Neither are pleasant stories.
1999 – 164,000 Christian martyrs, more than in 100AD in the RE.
 
*What’s happening in the story?*
Context
·        Jesus’ rejection
·        Disciples sent out
·        Ministry beginning to gather pace
·        Just before feeding of 5,000 & walking on water
 
Both Mark and Matthew throw this flashback in.
The only non-Jesus story in the Mark’s Gospel…
 
Herod – not Herod the Great – hears about Jesus.
Herod Antipas, the tetrarch, the other Herod’s son, ruler of Galilee.
Herod isn’t really a King, nor is he popular.
Herod has married his brother’s wife – Herodias.
Divorced his first wife, and Herodias has left her husband to marry Herod – completely against Levitical law.

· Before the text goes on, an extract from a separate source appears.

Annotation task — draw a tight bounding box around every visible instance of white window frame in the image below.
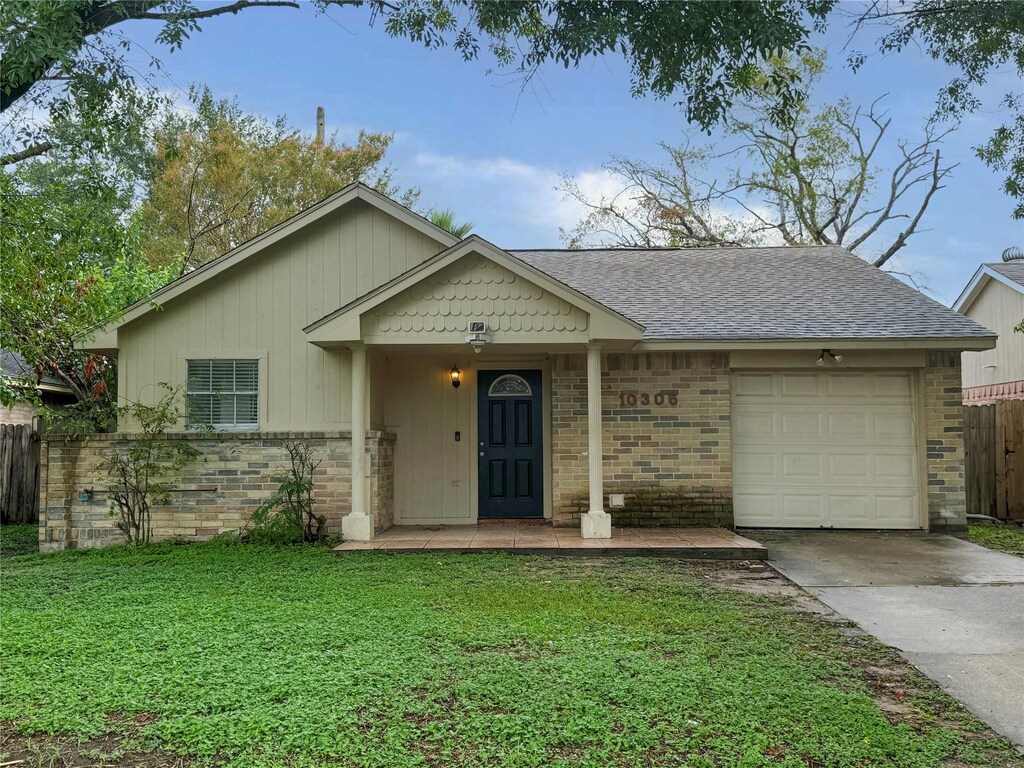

Everyone would have known and known it was wrong.
John spoke out.
John was a very popular figure – number of baptised.
John has made an enemy of Herod and more significantly Herodias…
John locked up – not killed, as Herod ‘likes’ to listen to him.
‘Inner disturbance’.
The grizzly part!
A foolish oath by a foolish oaf!
Herodias seizes her opportunity.
Herod’s reaction is all too predictable.
*So, what to make of it all?*
Two things.
1.    John wasn’t just standing up for a moral principle.
*v.17* gives his argument – rest of ministry expands upon it.
Herod Antipas like Herod the GreatHerod the Great.
Wants to be king, the real king - king of the Jews.
Planning to rebuild the temple – not possible though!
John was talking of a very different kind of kingship and kingdom!
*Matthew 11* – John sends his disciples to Jesus.
Jesus is the One – John points to Jesus.
Herod points to himself, and shows himself to be short of the mark.
Do our lives point to Jesus?
What are the things we stand against?
What are the things we stand for?
2.
Discipleship is costly as well as rewarding – Mark’s message.
Mark places this story just as things are beginning to get exciting.
Being a disciple isn’t *just* about the miraculous, the exciting and the triumphant.
Some of Jesus’ teaching on being a disciple is hard to hear.
It doesn’t allow us to have a part-time faith.
“Take up your cross.”
“You will never know how much you really believe anything until its truth or falsehood becomes a matter of life and death to you.”